Her project is called “Conch Crisis: Internalized, Socialized & Economized,” and in her study, she examines the conch crisis in the Bahamas.

“This opportunity is important to me, as I am able to represent my country on an international scale while making my mark in marine conservationist research,” she said. “I anticipate my research project will highlight areas for improvement in community-based response of the Bahamian fishing industry and will call for action by citizens, fishers, and government officials in the interest of conserving the Queen Conch, a national symbol.”

She indicated the decline of the Queen Conch is one of the most notable effects of the increased local fishing; highlighting tourism and fishing are the primary sources of foreign exchange for the Bahamas as they contribute about $100 million to the country’s economy annually.

“This project seeks to understand the “Conch Crisis” from diverse viewpoints such as those reflected in government policies, the expressed social-cultural significance of Conch, the people depending on this resource living in Nassau and Sweeting’s Cay, Grand Bahama, and the conch fishing sector,” she said. “In the Bahamas, the conch is a significant part of the Bahamian culture because it is inevitable to come across a conch while in the country. It has been used for centuries for food, decoration, jewelry, bait for fishing and an empty conch shell is used as a musical instrument in the annual Junkanoo festival.”

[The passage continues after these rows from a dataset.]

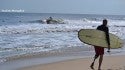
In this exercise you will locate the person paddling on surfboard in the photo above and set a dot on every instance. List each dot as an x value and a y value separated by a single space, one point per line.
99 51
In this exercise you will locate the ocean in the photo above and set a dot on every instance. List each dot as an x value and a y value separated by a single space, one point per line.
23 34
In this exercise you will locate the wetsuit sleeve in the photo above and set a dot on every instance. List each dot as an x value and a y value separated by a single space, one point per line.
107 36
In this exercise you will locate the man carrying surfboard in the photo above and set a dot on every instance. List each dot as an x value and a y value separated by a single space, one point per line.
99 51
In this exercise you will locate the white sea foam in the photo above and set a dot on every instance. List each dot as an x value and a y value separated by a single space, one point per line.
28 37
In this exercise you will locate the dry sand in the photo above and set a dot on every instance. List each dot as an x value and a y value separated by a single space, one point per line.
109 63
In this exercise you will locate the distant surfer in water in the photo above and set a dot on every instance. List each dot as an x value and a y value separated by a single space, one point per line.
99 51
49 20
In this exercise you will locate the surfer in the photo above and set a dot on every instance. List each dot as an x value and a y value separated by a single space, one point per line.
99 51
49 20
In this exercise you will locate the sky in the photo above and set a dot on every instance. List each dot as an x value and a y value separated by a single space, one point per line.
107 7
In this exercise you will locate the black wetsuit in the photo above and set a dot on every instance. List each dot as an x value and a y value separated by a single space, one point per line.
106 30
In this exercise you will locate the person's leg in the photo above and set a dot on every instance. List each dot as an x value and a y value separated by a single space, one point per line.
95 57
100 61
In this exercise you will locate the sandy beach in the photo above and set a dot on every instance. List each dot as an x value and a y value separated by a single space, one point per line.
109 63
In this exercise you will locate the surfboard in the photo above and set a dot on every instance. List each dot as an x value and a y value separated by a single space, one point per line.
98 38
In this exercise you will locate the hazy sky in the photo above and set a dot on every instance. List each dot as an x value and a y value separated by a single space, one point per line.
112 7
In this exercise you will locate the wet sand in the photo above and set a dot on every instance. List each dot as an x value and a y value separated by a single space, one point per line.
109 63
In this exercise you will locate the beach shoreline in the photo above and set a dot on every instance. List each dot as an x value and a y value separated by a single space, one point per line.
109 63
62 55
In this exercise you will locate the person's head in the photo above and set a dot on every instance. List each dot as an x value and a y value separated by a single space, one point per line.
105 22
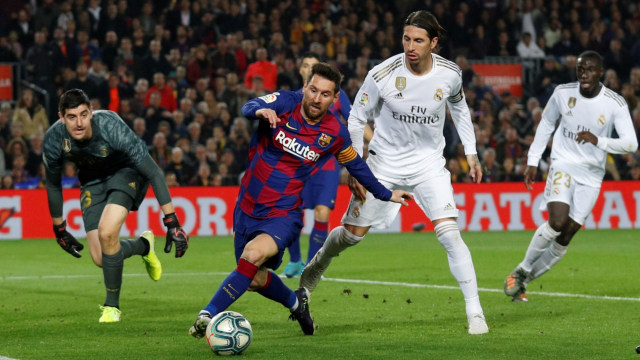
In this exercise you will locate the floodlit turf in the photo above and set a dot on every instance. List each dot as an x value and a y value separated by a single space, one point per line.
49 303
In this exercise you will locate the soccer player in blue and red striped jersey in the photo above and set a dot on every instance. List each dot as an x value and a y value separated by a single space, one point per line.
320 191
296 137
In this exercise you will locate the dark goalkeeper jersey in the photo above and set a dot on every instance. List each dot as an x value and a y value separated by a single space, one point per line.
285 157
113 146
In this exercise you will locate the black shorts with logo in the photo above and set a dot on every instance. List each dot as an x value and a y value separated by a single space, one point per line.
127 187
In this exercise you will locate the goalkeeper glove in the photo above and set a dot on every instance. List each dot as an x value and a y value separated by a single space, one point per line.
175 234
66 241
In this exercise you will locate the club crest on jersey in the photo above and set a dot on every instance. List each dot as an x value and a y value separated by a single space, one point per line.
85 199
602 120
269 98
439 95
66 145
324 140
364 99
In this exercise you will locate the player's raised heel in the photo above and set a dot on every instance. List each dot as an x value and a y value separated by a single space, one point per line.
301 313
151 261
199 326
514 283
109 314
477 324
312 274
293 269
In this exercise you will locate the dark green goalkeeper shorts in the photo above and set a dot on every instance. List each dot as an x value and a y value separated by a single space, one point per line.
127 187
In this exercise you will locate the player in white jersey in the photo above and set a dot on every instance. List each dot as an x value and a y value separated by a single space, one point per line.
407 96
587 112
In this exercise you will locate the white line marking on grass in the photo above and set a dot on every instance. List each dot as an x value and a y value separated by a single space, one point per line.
351 281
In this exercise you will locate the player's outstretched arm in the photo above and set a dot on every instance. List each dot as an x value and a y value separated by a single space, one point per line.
67 241
475 168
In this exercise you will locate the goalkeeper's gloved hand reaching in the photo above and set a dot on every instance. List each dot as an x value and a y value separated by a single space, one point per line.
175 234
66 241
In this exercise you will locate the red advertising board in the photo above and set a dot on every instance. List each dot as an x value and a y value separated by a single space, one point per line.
502 77
208 211
6 82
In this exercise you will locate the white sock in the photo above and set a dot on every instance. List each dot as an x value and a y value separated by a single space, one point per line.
541 240
460 264
337 240
547 260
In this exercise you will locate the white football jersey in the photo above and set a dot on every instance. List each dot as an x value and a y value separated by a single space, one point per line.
409 114
598 115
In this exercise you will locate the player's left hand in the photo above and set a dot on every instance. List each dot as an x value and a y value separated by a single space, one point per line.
475 168
270 116
585 137
358 190
175 234
401 197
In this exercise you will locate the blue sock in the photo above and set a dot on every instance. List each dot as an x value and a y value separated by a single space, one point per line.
294 251
317 238
276 290
232 287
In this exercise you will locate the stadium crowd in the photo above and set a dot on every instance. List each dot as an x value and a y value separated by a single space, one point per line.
178 72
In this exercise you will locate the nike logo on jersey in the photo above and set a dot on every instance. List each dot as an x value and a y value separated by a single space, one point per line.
288 126
291 146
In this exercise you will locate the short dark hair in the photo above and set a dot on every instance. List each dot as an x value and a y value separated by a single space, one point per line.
72 99
328 72
425 20
592 55
310 54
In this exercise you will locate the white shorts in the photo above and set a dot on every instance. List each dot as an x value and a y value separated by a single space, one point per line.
561 187
434 196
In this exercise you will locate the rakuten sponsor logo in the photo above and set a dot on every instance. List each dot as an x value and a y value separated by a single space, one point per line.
296 149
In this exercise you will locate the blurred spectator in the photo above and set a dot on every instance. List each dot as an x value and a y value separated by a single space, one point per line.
83 82
263 68
85 50
7 182
224 58
200 66
69 178
167 97
34 156
153 62
181 168
30 114
491 169
160 152
203 177
508 173
527 48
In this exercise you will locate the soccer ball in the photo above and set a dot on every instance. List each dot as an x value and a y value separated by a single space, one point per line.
229 333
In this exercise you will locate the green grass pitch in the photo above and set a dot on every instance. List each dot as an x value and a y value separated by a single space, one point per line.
390 297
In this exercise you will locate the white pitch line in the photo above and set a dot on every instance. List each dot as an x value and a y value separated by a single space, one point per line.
351 281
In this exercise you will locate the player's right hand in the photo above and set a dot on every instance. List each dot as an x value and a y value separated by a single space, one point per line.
530 176
357 189
401 197
175 235
66 241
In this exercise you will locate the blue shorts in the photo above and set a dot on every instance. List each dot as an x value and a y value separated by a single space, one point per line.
284 230
321 189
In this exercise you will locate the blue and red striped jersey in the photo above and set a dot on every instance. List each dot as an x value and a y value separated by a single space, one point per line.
286 156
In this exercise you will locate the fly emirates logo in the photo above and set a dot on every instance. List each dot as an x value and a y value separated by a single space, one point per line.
291 146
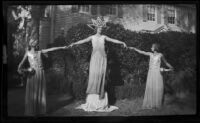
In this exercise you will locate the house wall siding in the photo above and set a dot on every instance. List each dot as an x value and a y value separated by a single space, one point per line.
133 18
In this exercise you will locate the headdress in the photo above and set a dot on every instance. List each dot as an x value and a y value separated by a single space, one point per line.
97 23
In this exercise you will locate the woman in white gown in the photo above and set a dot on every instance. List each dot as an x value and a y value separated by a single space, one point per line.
97 98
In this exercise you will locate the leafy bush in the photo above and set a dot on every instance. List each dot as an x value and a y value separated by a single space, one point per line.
178 48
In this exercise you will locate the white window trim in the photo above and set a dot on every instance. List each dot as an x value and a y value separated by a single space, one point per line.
116 13
156 12
175 15
81 10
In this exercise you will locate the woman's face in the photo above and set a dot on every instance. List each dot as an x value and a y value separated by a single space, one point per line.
33 43
99 30
153 48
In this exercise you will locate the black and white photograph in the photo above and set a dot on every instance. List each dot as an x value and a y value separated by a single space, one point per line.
90 59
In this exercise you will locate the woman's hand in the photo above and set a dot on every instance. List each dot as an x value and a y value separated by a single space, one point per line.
65 47
71 45
19 71
124 44
132 48
166 70
31 71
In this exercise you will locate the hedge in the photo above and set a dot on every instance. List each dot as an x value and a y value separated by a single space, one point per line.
127 70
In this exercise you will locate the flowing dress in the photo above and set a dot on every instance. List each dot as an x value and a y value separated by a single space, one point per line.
97 97
154 85
35 97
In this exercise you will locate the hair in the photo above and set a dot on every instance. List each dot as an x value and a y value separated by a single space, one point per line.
156 47
36 46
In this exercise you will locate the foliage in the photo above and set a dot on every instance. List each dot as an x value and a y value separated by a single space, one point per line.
23 22
178 48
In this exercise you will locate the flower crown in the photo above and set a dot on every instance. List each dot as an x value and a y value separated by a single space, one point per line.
97 23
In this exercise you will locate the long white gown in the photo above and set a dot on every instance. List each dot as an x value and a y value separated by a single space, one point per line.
97 98
154 85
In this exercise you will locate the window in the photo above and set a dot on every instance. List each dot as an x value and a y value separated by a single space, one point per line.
75 8
151 13
171 15
112 10
85 8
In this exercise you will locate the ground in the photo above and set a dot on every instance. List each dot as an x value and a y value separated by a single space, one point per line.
63 105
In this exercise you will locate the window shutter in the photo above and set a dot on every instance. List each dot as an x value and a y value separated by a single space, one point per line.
94 9
103 10
120 11
75 8
145 13
159 15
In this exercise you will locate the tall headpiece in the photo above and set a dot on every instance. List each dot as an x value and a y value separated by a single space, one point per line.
97 23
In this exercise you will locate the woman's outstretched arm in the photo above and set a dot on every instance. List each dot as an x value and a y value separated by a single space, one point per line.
22 62
140 51
115 41
165 61
53 49
81 41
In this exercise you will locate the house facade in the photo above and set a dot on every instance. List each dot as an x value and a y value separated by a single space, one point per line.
152 18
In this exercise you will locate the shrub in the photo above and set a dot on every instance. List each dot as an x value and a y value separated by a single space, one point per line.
178 48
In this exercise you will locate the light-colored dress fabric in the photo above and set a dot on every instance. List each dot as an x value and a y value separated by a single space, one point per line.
97 98
35 97
154 85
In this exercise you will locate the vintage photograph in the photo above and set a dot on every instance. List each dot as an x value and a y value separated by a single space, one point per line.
101 60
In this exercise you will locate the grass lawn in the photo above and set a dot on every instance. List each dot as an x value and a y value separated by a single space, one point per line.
62 105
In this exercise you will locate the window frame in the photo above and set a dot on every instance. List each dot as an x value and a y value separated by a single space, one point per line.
111 10
151 13
83 9
171 15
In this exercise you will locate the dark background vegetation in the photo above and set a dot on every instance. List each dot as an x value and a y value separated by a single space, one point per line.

Since 1980, she explained the country has seen increased fishing, which has become a major threat to the livelihoods of fishermen, vendors, restaurant owners, seafood wholesalers.

“While most of the Caribbean nations enforce a closed season for conch fishing, the Bahamas does not. The demand for conch has been increasing with time, and the local fishers fully capitalize on the mollusks, which has led to a significant decline of the conch population in the county,” she said.” As a fishery resource, conch contributes millions of dollars to the economy annually. We must use this resource in a sustainable way so that we will continue to benefit from it well into the future.”

Borden, who is from New Glasgow and is taking the thesis route on her Master of Education in curriculum and instruction, suggested the grant means that she will have a greater support system and a larger platform for sharing her research regarding the experiences of Black Nova Scotian teachers in rural Nova Scotian schools.

Her particular grant will be used to assist her in getting though the data collection phase of her research.

With “Exploration of the Experiences of Black Nova Scotian Teachers in Rural Nova Scotian Schools,” Borden indicates there is a marked deficit of scholarly research specifically pertaining to Black Nova Scotian teachers, yet there is a growing body of research in education which suggests recruiting, educating, hiring, retaining, and supporting Black teachers as integral components in the success of Black learners.

“Moreover, there is research which suggests that gaining a better understanding of Black teachers’ school-based experiences could help inform curriculum in teacher education programs, better prepare prospective Black teachers for what to expect when entering the profession, inform educational leadership of possible toxic organizational culture and incite positive change towards a more just working environment,” Borden said. “I believe that the bedrock in effectively realizing these endeavours involves gaining a greater understanding of the school-based experiences of Black teachers.”

The aim of her qualitative research is to explore the experiences of Black Nova Scotian teachers as they navigate rural Nova Scotian schools and determine how their identities as Black Nova Scotians has informed and possibly shaped their teaching practice and experiences in their schools.

“With that being said, Black Nova Scotians have historically been subjugated to and disadvantaged by oppressive systems and injustices based on their racialized and cultural identities,” Borden said. “And since our experiences are still entrenched in inequitable power relations, my research will take a critical stance.”

This project, one she suggests, is long overdue holds the potential to initiate a domino effect towards positively shaping and uplifting the future of Black teachers, learners, and communities in Nova Scotia.